The Manifold Kalman Filter Hierarchy, Part 2: Legged State Estimation

GTSAM Posts

Authors: Frank Dellaert, Varun Agrawal

Part I introduced the new manifold and Lie-group Kalman filter hierarchy in GTSAM. Here we highlight one of the most impactful applications of the invariant filter in robotics: legged state estimation with an IMU and contact kinematics, in the spirit of Ross Hartley, who also wrote an earlier GTSAM post on legged robot factors, and the later paper “Contact-aided invariant extended Kalman filtering for robot state estimation”.

After introducing the filter itself, we will show how factor graphs can be leveraged for increasingly more sophisticated legged estimators: first a local graph update, then a fixed-lag smoother with one shared bias, and finally a fixed-lag smoother with a bias trajectory.

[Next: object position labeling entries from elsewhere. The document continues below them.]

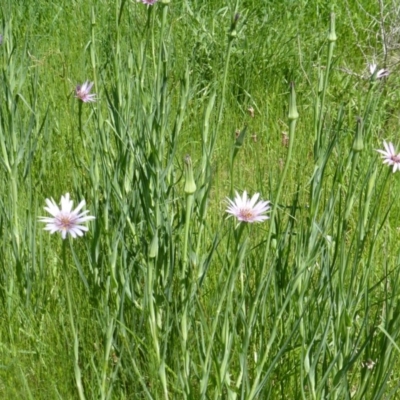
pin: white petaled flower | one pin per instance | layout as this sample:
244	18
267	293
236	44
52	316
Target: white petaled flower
64	219
379	74
389	156
248	210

Legged robot staircase estimation using IMU and contact measurements
A staircase sequence from the legged-estimation tutorial. The data source is the Co-RaL dataset, and the animation is generated from the corresponding GTSAM notebook/example.


1. A simplified contact-aided invariant invariant EKF

A cool idea, tracing back to Michael Bloesch et al., is to treat legged pose estimation as a “foot-SLAM” problem: we should not just “use contacts”, but augment the state with contact “landmarks”. Our starting point in this post is Ross Hartley et al.’s later paper, “Contact-aided invariant extended Kalman filtering for robot state estimation”, which does so in a way that preserves invariant dynamics by extending $SE_2(3)$. In GTSAM, the LeggedInvariantEKF follows that same spirit with an ExtendedPose3 state containing rotation, position, velocity, and footholds.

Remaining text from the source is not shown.